Listen up, Hollywood: Beautiful actresses are not funny. They don't know how to do comedy ... Only women who grew up ugly and stayed ugly, or through plastic surgery became beautiful, can pull off sitcoms or standups ... Because it's all about emotional pain and humiliation and rising above both by making people laugh with you instead of at you. So stop casting beautiful actresses when you should be giving ugly women a chance.

So what about Tina Fey, Amy Poehler, Tig Notaro, Kristen Wiig, Sarah Silverman, Aubrey Plaza, and a litany of other actresses and comediennes who are both attractive and hilarious? Are we to assume they've never once experienced humiliation or a particularly emotionally scarring event? According to Finke, only people who we find unattractive have ever suffered any substantially upsetting moments. Pretty people are happy and normal and sane, and thus boring and unfunny and just getting in the way of all the uggos.

But the real issue here is subjectivity.
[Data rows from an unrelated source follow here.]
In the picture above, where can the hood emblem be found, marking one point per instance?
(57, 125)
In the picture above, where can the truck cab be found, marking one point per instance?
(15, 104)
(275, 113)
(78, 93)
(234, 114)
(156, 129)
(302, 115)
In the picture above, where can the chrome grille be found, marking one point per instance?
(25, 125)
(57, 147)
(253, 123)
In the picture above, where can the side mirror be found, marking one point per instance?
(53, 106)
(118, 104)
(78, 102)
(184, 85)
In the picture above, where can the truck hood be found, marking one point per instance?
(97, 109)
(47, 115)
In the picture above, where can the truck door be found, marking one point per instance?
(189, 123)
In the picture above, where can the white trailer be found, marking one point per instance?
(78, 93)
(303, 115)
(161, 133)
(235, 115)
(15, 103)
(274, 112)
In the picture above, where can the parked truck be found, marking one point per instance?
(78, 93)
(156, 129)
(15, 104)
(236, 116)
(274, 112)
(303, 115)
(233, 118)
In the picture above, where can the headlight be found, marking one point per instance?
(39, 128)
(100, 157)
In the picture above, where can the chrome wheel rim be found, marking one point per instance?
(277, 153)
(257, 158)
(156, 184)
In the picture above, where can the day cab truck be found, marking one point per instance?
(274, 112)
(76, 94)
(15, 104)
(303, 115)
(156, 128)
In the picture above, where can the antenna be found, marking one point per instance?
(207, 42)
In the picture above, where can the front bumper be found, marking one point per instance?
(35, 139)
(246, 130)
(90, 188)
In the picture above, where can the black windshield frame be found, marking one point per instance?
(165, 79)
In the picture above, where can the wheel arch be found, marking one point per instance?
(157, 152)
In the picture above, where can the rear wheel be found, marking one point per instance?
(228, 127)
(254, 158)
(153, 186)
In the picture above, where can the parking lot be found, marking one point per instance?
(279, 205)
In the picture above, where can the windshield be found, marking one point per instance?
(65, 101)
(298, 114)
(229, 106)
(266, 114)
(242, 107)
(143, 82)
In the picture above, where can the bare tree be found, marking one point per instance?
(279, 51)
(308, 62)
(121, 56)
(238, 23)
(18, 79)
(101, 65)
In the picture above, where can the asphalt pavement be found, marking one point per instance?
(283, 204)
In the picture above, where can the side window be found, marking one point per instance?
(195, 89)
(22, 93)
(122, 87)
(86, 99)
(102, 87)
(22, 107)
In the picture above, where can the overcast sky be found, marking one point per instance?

Let's set aside the fact that Finke clearly hates her own gender, here. Humor and beauty are the most subjective attributes in life -- not everyone agrees on what is or isn't funny or attractive, and not everyone can agree on why they feel the way they do about these things. Certainly, Hollywood contains a higher number of people whom we can universally agree are visually pleasing, but Finke seems to imply here that beauty is black and white. There is ugly and there is pretty in her view, but that's the problem -- it's her opinion of what is attractive. She doesn't speak for me or you or the thousands of people watching '30 Rock' every Thursday. Some people might not find Tina Fey particularly attractive, so if they think she's funny, are they wrong?

Who are these ugly women of whom Nikki Finke speaks? Can she point them out and emotionally abuse them further than she assures they've already been by saying they're funny? Apparently "funny" in Finke-speak is synonymous with "hag." It's obvious that Finke has some mental problems she may want to address with a therapist, and while I might agree that we need more diversity -- and more women, and more diversity in women -- in Hollywood, and I also might agree that some of the best humor comes from a dark place with which we can identify, I can't bring myself to get behind this idea that pretty women aren't funny and only ugly women can get laughs.

Furthermore, this idea that we should only be laughing with women and not at them is just silly -- we can do both. When a funny woman trips and falls on her face or does something stupid and we laugh at her, it's not an insult. It's because she's doing her job and she's doing it well.